A única forma de prender uma relação é deixar-lhe a porta aberta

1 de junho de 2017


A Xtininha Aguilera cantava, nos anos 90, uma musiquita que lá no meio dizia qualquer coisa como "they say if you love something let it go, if it comes back it's yours, that's how you know" (agora fiquei nostálgica e fui ouvir). E por mais cliché, trivial e banal que isto seja, pfff... os clichés são, na sua grande maioria, verdades que tentamos menosprezar.

Há uns tempos andei a sair com um tipo e, numa noite, ele deixou-me plantada no Saldanha. Depois de várias mensagens a que não me respondeu - e eu ali entediada sem saber se me ia embora ou se tinha acontecido alguma coisa -, mandou-me uma a dizer que tinha sido desencaminhado pelos colegas de trabalho e estava no bar X na rua Y mas que eu podia lá ir ter se quisesse. Há aqui vários cenários possíveis que podiam ter acontecido: 1) eu passava-me porque ele me tinha deixado mais de uma hora à espera; 2) respondia-lhe uma merda qualquer a mostrar exactamente que estava fula; 3) cobrava o tempo que me deixou plantada; 4) dizia-lhe que nunca mais me iria fazer uma destas; 5)
dizia que, para a próxima, podia avisar mais cedo que tinha mudado de planos porque tinha arranjado outra coisa melhor para fazer. E de certeza que não iria haver uma próxima depois desta verborreia toda.

Na verdade, o que eu fiz foi simplesmente responder-lhe a dizer que mais valia, então, ele ficar essa noite com os amigos, para se divertir e, no dia seguinte, combinávamos nós qualquer coisa.

Só consigo imaginar que ele estivesse habituado a cenas, cobranças, dramas e discussões porque, depois desta mensagem, ele saiu do bar X onde estava - já não importava que o tinham desencaminhado - e apareceu-me em casa. Tornou-se tão chato depois disto que fui eu que me fartei dele.

A única forma de sermos felizes numa relação é sermos livres nessa relação

Mas o que importa para esta história é exactamente o acto de "deixar ir". O que é que iria mudar a situação - ele estar atrasado por estar com os colegas - se eu começasse com uma discussão? Não ia mudar em nada e, eventualmente, iria diminuir a sua vontade em estar comigo. Tem tudo a ver com as energias que transmitimos uns aos outros. E odeio quando me começam a cobrar a mim. Então a minha perspectiva das coisas é sempre deixar que as pessoas sejam livres - tal como eu gosto de ser livre. 

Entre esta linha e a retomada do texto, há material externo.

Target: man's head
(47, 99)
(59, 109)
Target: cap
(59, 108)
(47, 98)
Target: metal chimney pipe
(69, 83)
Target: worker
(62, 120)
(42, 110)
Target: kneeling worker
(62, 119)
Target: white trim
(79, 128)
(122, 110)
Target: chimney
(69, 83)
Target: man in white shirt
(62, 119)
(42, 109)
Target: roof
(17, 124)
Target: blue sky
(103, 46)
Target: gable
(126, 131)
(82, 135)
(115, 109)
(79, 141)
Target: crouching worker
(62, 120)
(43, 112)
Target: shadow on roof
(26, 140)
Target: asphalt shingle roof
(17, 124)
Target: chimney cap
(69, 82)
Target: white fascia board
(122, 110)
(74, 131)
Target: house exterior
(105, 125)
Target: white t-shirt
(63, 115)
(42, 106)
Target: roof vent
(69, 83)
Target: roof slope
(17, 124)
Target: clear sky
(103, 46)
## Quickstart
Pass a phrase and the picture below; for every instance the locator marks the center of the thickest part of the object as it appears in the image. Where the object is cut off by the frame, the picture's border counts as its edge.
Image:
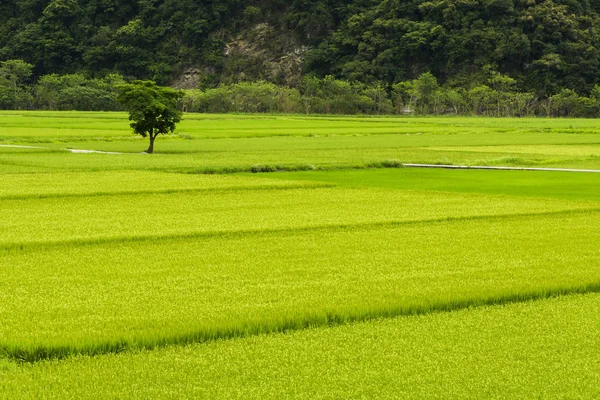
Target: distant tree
(153, 109)
(13, 74)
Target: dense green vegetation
(495, 57)
(543, 349)
(123, 273)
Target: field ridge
(307, 185)
(41, 245)
(39, 353)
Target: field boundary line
(233, 234)
(325, 318)
(499, 168)
(317, 185)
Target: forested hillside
(534, 46)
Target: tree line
(497, 96)
(545, 46)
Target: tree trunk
(151, 147)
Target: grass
(102, 298)
(35, 222)
(140, 271)
(539, 184)
(294, 142)
(542, 349)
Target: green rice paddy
(182, 274)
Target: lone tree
(153, 109)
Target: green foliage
(14, 94)
(75, 92)
(541, 47)
(153, 109)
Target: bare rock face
(189, 79)
(265, 53)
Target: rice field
(337, 275)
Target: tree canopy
(153, 109)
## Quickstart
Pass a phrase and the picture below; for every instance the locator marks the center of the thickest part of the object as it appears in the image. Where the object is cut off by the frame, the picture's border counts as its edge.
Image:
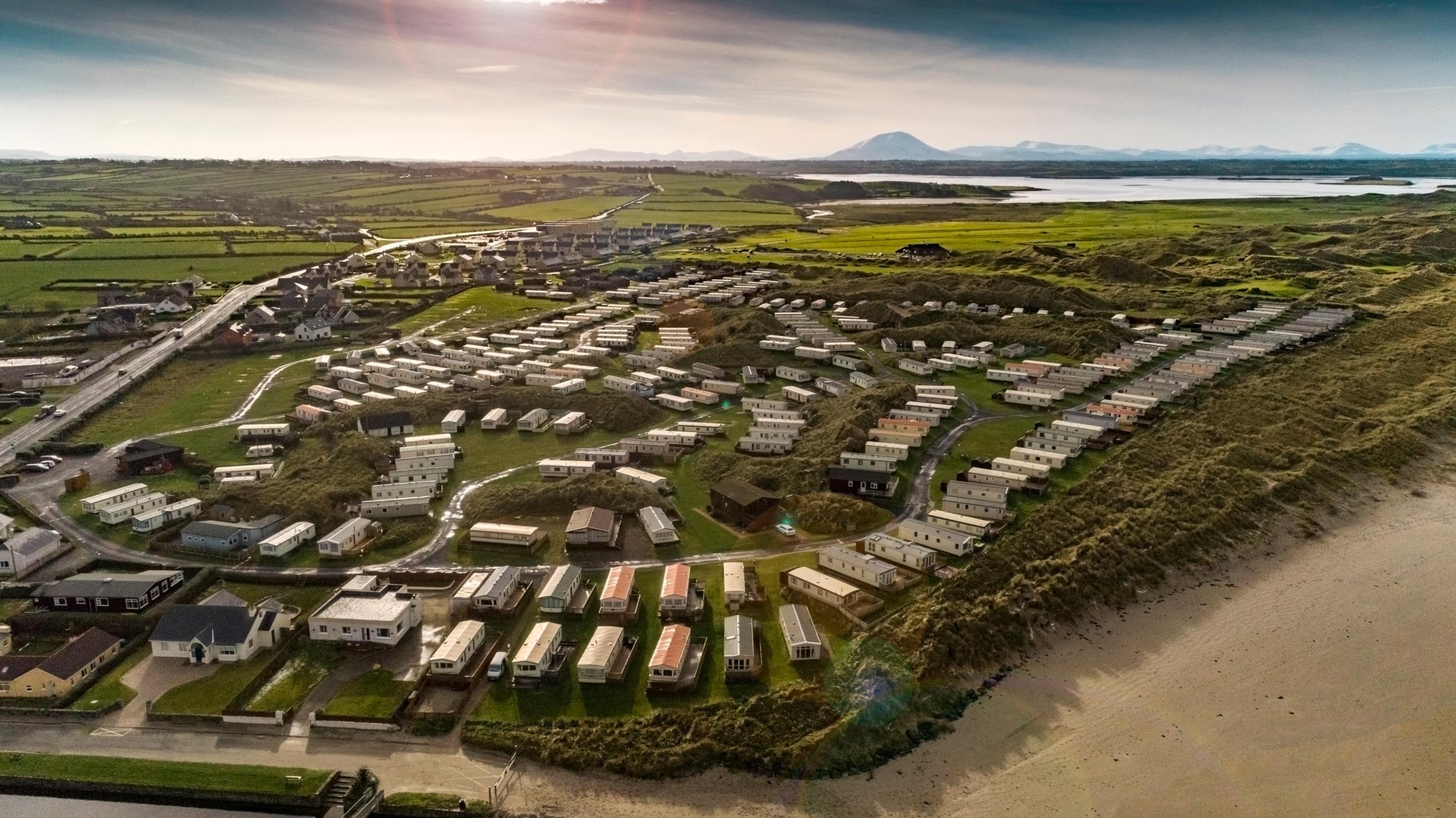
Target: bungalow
(60, 673)
(592, 526)
(107, 592)
(219, 629)
(366, 613)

Às vezes ouço conversas de amigas e colegas sobre estes temas. Porque ele foi sair com os amigos e chegou às cinco da manhã. Porque ele preferiu ir ali ou acolá do que acoli comigo. Porque ele vai passar fins de semana fora. Porque é sexta-feira e já está a fazer planos. Porque ele isto. Porque ele aquilo. Mas a única forma de sermos felizes numa relação é sermos livres nessa relação. E quanto mais cobrarmos, menos vontade a pessoa vai ter de (se) dar. 

Ele chegou às cinco da manhã? Chegou vivo, é o que importa. Ele preferiu ir ali ou acolá? Então vão vocês fazer qualquer outra coisa que vos apeteça. Ele foi passar o fim-de-semana fora? Aproveitem para estar com a família, com os amigos, para ler, ir à praia, ao cinema ou simplesmente estar sozinhas e tranquilas da vida. É sexta-feira e ele está a fazer planos? Façam um outro plano que vocês tenham. Porque razão - quando estamos numa relação - sentimos a necessidade de nos tornarmos siameses com a outra pessoa? Porque razão cobramos o tempo que não está connosco? Porque razão cortamos as asas uns dos outros?

A única forma de prender um homem (e quem diz homem, diz mulher) é soltar-lhe as amarras. Sempre odiei aqueles tipos controladores - onde vais? vens quando? que fazes hoje? vais novamente sair? com quem é que estás? quando é que estamos juntos? tipo, nunca, adeus - e sempre senti que os homens deveriam odiar o mesmo com mulheres assim - que controlam e cobram todos os seus passos.

A melhor coisa da vida é termos vontade de ir para casa porque sabemos que a outra pessoa também vai chegar. É sabermos que podemos fazer a nossa vida porque, algures a meio do caminho, cruzamo-nos com a vida dela.

Quando digo que a única forma de prender uma relação é deixar-lhe a porta aberta é exatamente isto. É deixarmos que a outra pessoa, connosco, se sinta em casa. É deixar-lhe a porta aberta porque sabemos que ela vai sempre querer entrar.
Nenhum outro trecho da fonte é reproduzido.